It's time to replace TCP in the datacenter (2023)
Status of TCP in Datacenters
- Many commenters assert TCP is still dominant and “good enough” for most DC workloads; bottlenecks are often bandwidth or hardware, not the protocol.
- Some claim large cloud/FAANG-like operators already use non‑TCP transports internally (QUIC, SRD, RDMA, custom stacks), but others are skeptical these replace TCP “entirely” rather than in niches.
- There’s consensus that any replacement is likely to remain a niche for ultra‑low‑latency or AI/HPC workloads.
Homa’s Goals and Concerns
- Homa is seen as an RPC‑optimized, receiver‑driven, low‑latency transport aiming to eliminate core congestion and head‑of‑line blocking.
- Skeptics question how it behaves under “systemic overload” and whether receiver‑driven grants could enable denial‑of‑service if receivers misbehave.
- Some note TCP already allows receiver‑side control (window size) and doubt Homa’s gains justify a new L4 protocol.
- Others argue Homa can significantly beat DCTCP and similar TCP variants on latency, but this is considered a specialized benefit.
Alternatives and Related Technologies
- QUIC/HTTP‑3 repeatedly mentioned: user‑space, UDP‑based, multiplexed, with better latency for web/RPC, but solving different problems than Homa.
- RDMA (RoCE, InfiniBand) widely used for low‑latency and AI training; however, it has scaling, cost, and vendor‑lock concerns.
- Fibre Channel praised for rock‑solid, receiver‑controlled storage transport but criticized as very expensive, niche, and lagging in speeds.
- Ultra Ethernet Consortium work cited as evidence the industry is designing new Ethernet/IP‑friendly transports for AI networks.
Security and Operational Complexity
- Several note the paper mostly ignores encryption, inspection, multi‑tenant isolation, and DoS resistance, all “table stakes” in real DCs.
- Mixing TCP at the DC edge with Homa inside is seen as troubleshooting hell, especially across L4/L7 load balancers and SDN overlays.
Adoption Barriers and Standardization
- Strong theme: protocol “ossification” and inertia.

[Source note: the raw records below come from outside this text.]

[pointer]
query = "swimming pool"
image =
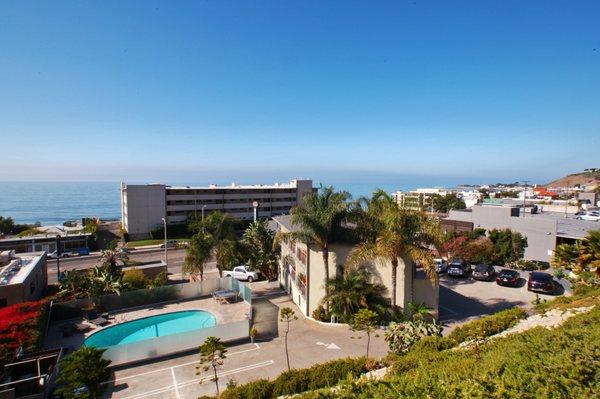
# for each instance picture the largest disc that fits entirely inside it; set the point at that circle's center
(151, 327)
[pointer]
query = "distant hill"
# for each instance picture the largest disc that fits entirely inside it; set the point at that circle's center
(588, 180)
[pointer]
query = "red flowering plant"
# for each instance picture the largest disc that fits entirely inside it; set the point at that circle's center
(19, 326)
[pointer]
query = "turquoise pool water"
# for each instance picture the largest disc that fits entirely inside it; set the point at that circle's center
(151, 327)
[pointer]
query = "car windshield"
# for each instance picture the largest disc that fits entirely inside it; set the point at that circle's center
(541, 276)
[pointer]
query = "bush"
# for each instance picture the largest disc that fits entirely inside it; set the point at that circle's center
(540, 363)
(135, 279)
(402, 336)
(21, 324)
(297, 381)
(320, 314)
(488, 325)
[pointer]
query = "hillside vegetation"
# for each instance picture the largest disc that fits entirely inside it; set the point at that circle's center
(581, 179)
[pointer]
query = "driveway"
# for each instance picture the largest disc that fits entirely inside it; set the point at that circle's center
(309, 343)
(463, 299)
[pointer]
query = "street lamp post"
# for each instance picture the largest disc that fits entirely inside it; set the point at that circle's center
(255, 206)
(166, 249)
(58, 253)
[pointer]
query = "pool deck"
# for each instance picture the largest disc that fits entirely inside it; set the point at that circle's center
(226, 313)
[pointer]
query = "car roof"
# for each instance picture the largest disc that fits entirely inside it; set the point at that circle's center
(508, 271)
(540, 275)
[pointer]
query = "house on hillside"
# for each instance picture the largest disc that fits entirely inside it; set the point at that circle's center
(302, 275)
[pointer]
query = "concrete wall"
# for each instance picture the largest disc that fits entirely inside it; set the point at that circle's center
(143, 208)
(540, 233)
(409, 288)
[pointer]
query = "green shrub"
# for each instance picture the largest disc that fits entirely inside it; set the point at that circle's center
(402, 336)
(135, 279)
(539, 363)
(320, 314)
(488, 325)
(297, 381)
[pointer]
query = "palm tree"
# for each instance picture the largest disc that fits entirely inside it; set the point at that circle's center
(319, 218)
(212, 354)
(589, 252)
(349, 293)
(262, 249)
(392, 233)
(197, 254)
(221, 228)
(111, 257)
(565, 256)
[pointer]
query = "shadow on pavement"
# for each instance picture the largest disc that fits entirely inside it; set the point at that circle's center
(455, 308)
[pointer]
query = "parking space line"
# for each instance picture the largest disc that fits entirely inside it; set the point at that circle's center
(179, 365)
(175, 383)
(196, 381)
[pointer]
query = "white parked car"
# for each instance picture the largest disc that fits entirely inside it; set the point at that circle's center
(591, 216)
(241, 273)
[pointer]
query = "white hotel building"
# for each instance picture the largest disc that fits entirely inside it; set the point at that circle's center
(144, 206)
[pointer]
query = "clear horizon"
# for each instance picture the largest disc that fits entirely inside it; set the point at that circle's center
(160, 91)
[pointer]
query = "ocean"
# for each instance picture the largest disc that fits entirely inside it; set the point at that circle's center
(52, 203)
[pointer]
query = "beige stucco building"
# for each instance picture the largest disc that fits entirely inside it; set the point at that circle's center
(302, 274)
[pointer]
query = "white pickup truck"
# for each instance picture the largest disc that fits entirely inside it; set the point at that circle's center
(241, 273)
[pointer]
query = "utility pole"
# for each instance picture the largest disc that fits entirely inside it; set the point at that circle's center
(166, 249)
(566, 202)
(525, 196)
(255, 206)
(58, 253)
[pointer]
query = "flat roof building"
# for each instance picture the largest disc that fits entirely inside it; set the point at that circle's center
(144, 206)
(544, 230)
(23, 278)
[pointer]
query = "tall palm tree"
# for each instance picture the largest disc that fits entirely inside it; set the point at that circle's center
(389, 233)
(319, 219)
(197, 254)
(220, 227)
(589, 252)
(349, 293)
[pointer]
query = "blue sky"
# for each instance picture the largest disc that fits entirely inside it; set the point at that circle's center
(155, 91)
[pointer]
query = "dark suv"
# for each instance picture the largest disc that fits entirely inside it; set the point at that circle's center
(458, 268)
(508, 277)
(541, 282)
(484, 272)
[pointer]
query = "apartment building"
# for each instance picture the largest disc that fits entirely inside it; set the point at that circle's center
(302, 273)
(420, 199)
(22, 278)
(143, 207)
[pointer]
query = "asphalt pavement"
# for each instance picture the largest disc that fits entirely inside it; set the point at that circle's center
(175, 262)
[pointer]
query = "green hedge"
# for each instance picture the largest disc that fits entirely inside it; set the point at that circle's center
(297, 381)
(539, 363)
(488, 325)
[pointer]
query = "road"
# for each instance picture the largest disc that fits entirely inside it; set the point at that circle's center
(176, 257)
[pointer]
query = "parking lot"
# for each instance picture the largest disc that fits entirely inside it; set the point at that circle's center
(462, 299)
(309, 343)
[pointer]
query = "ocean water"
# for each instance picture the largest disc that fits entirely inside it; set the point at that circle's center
(52, 203)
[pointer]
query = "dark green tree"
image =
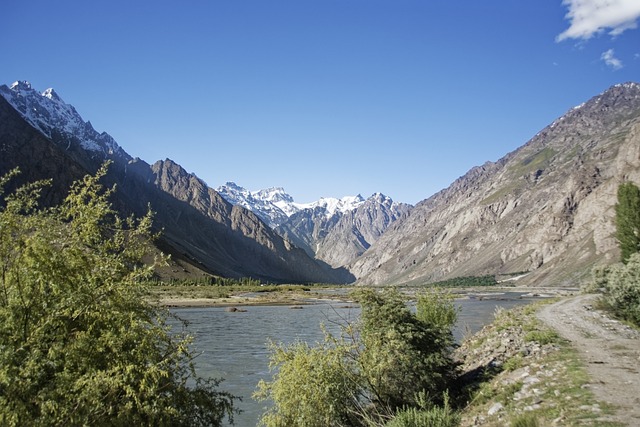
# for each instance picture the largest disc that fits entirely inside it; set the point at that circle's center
(79, 343)
(628, 220)
(389, 361)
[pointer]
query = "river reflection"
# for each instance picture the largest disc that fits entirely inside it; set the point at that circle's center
(233, 345)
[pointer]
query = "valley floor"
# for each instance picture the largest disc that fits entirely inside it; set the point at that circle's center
(609, 349)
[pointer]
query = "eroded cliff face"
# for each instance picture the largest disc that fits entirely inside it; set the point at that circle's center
(198, 225)
(546, 208)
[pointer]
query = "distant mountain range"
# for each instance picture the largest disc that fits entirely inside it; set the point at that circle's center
(332, 230)
(544, 212)
(47, 138)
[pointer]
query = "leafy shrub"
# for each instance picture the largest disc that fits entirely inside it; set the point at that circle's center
(543, 337)
(78, 343)
(526, 419)
(390, 360)
(622, 289)
(417, 417)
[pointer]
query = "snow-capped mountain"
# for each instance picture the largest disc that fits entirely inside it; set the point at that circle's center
(333, 230)
(46, 138)
(274, 206)
(49, 114)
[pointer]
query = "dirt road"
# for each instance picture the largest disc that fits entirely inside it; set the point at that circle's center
(610, 350)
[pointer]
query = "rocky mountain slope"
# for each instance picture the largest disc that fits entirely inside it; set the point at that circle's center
(340, 237)
(47, 138)
(333, 230)
(546, 208)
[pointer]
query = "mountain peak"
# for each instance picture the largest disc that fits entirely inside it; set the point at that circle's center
(52, 95)
(50, 115)
(20, 85)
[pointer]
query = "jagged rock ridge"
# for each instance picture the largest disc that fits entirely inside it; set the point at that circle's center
(47, 138)
(333, 230)
(547, 208)
(340, 237)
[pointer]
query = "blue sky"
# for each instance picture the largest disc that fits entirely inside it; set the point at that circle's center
(322, 97)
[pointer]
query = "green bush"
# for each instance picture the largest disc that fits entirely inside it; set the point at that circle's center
(526, 419)
(622, 289)
(78, 343)
(387, 361)
(435, 416)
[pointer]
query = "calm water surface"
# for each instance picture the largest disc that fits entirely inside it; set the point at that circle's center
(233, 345)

TCP persists because:
- Universally supported in hardware and software.
- Skills, tooling, and battle‑tested behaviors exist.
- New protocols must be vastly better to overcome migration pain.
- Comparisons to IPv6 adoption: even clear technical wins struggle without huge, immediate value.
Side Discussions
- WebSockets vs raw TCP: some like WebSockets’ message framing; others find it inefficient and unnecessary outside web contexts.
- Game dev and some DC/HPC folks avoid TCP in favor of UDP/RDMA, but this is acknowledged as a minority, high‑specialization domain.